Police in Maryland have released a new sketch of a man suspected of killing Rachel Morin, a mother of five who was found slain on a hiking trail about six months ago.
Morin’s killer is believed to have been in the area for weeks leading up to her killing in August on the Ma and Pa Trail in Bel Air, the Hartford County Sheriff’s Office said Monday.
“We believe there are still people who can provide information,” the agency said.
“While he was here, where did he stay? Who did he speak to? Where did he work?
The agency released two images of the sketches of the suspect – one of him wearing a red cap and the other showing his close-cropped hair.
Morin, 37, was reported missing about 11:20 p.m. Aug. 5 by her boyfriend, Richard Tobin, after she failed to return home from running along the Ma and Pa Trail.
A volunteer who joined a search party discovered her body the following day. DNA from the murder scene later matched a man tied to a sex assault during a home invasion in Los Angeles.

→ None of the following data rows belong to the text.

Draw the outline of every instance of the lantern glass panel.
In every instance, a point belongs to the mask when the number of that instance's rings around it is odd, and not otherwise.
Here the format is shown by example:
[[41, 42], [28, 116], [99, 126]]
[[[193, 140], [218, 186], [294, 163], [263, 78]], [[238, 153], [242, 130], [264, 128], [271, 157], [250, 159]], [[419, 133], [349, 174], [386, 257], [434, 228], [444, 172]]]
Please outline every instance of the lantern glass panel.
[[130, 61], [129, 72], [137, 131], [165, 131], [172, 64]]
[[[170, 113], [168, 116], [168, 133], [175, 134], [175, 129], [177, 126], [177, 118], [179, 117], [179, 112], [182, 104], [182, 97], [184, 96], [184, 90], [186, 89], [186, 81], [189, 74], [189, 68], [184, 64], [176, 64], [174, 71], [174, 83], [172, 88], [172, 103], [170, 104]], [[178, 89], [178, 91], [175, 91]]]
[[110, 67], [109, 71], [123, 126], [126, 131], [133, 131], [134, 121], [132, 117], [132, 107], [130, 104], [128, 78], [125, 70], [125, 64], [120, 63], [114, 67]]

“Over the last six months detectives have conducted more than 100 interviews and followed up on more than 1,000 tips,” the sheriff’s office said.

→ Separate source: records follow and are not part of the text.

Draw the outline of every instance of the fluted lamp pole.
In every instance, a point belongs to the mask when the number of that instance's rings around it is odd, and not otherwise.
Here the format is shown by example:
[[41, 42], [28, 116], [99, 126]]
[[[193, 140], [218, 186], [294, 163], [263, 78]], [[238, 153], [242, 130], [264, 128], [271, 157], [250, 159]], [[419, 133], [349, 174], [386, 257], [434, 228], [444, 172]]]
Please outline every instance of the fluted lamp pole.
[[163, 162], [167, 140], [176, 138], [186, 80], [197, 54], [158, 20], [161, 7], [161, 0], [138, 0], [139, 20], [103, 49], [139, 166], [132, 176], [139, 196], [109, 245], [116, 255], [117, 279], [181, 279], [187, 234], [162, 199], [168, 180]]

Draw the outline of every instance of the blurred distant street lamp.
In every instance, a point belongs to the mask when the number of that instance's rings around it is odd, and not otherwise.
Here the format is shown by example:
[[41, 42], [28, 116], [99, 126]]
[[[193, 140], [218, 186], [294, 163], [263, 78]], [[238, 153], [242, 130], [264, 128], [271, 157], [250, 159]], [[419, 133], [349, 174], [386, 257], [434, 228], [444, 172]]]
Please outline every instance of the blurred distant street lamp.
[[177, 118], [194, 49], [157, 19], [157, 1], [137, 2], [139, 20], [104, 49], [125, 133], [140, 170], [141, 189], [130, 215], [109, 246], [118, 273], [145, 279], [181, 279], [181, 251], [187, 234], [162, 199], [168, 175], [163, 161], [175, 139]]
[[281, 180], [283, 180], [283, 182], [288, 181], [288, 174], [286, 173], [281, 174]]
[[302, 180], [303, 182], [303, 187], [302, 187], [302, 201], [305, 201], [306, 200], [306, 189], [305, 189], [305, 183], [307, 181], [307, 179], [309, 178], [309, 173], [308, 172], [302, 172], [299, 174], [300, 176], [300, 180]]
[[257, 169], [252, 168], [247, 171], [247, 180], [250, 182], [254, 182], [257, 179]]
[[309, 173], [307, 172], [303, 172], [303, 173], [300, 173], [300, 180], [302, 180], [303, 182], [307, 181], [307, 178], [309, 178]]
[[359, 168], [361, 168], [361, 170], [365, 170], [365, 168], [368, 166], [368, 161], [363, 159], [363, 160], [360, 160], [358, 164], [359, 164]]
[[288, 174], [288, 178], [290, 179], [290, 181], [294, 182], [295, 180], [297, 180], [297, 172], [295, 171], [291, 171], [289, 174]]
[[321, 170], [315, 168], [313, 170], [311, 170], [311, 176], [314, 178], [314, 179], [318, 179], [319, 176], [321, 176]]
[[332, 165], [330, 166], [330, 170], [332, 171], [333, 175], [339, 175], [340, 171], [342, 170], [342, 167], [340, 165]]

“Their investigation has led them to seven different states with ten federal, state, and local agencies assisting. Thousands of bi-lingual flyers have been distributed in Maryland and California. This investigation has not slowed or stalled,” it added.
Capt. Andy Lane, who is leading the probe, and Sheriff Jeff Gahler discussed the case in the agency’s podcast, titled “Into the Sheriff’s Spotlight.
“We have interviewed many witnesses here in Harford County,” Lane said.
“[Interviewees] felt like they saw someone who looked very similar to the video on the trail in the weeks leading up to Rachel’s death, and the volume of people that we have spoken to who told us that they saw someone on the trail who looks similar to our suspect in the week leading up to the crime makes me believe that this individual was here in our county for weeks prior to this event,” he said.
Lane said the sketches are “the closest rendition that we’re going to be able to have,” adding that investigators believe the attack took place on the trail, and that the man pulled her into a wooded area before killing her in a drainage culvert.
Gahler said his “gut” told him Morin had been stalked, but cautioned that a motive remains unclear, according to the Baltimore Sun.
He previously said he was concerned the suspect could be a serial killer and could kill again.
“We know the suspect was here in Harford County prior to this incident. He didn’t arrive that day and leave that day,” Lane said.
“There are people who live in this community or were in this community at the time of the event that certainly would have interacted with and seen the suspect,” he added.
The captain said on the roughly 40-minute podcast that interviews of people who were on the trail mentioned an “individual who was standing within the woodline in an area that was slightly elevated” before Morin was killed.
The two men also said that the DNA link to the LA crime scene came from genetic material on a hat that police in California had recovered.
Authorities have described the suspect as a 5-foot, 9-inch man in his mid-20s to 30s who weighs about 160 pounds and has dark hair.
Tobin, whose lengthy rap sheet includes second-degree assault, violating restraining orders, and resisting arrest, has denied that he was involved in Morin’s death.
The mom of five was killed just over a week after her 4-month-old niece, Lily Beth Morin, died of SIDS.
Morin’s mother, meanwhile, pleaded for the public’s help to track down the suspect.
“I can’t live with pain for the rest of my life, like, I can’t do that. There has to be something to help us to move forward,” Patty Morin told 11 News. “We just really need to find this guy. Like, I’m so tired of crying. I’m so tired of feeling sad, and I’m so tired.”
She continued: “We need we need to find this person. We need to be able to have some kind of resolution so we can have just some kind of process for healing. He’s just going to continue to do it because he thinks he can get away with it, and someone else is going to feel this pain that we’re feeling — and it shouldn’t be that way.
“Catching this person is not going to make my sorrow go away. It’s not going to make my grief go away. I’ve lost the daughter. I can’t bring her back. Nobody can bring her back. But it will prevent him from hurting somebody else,” the grieving mom added.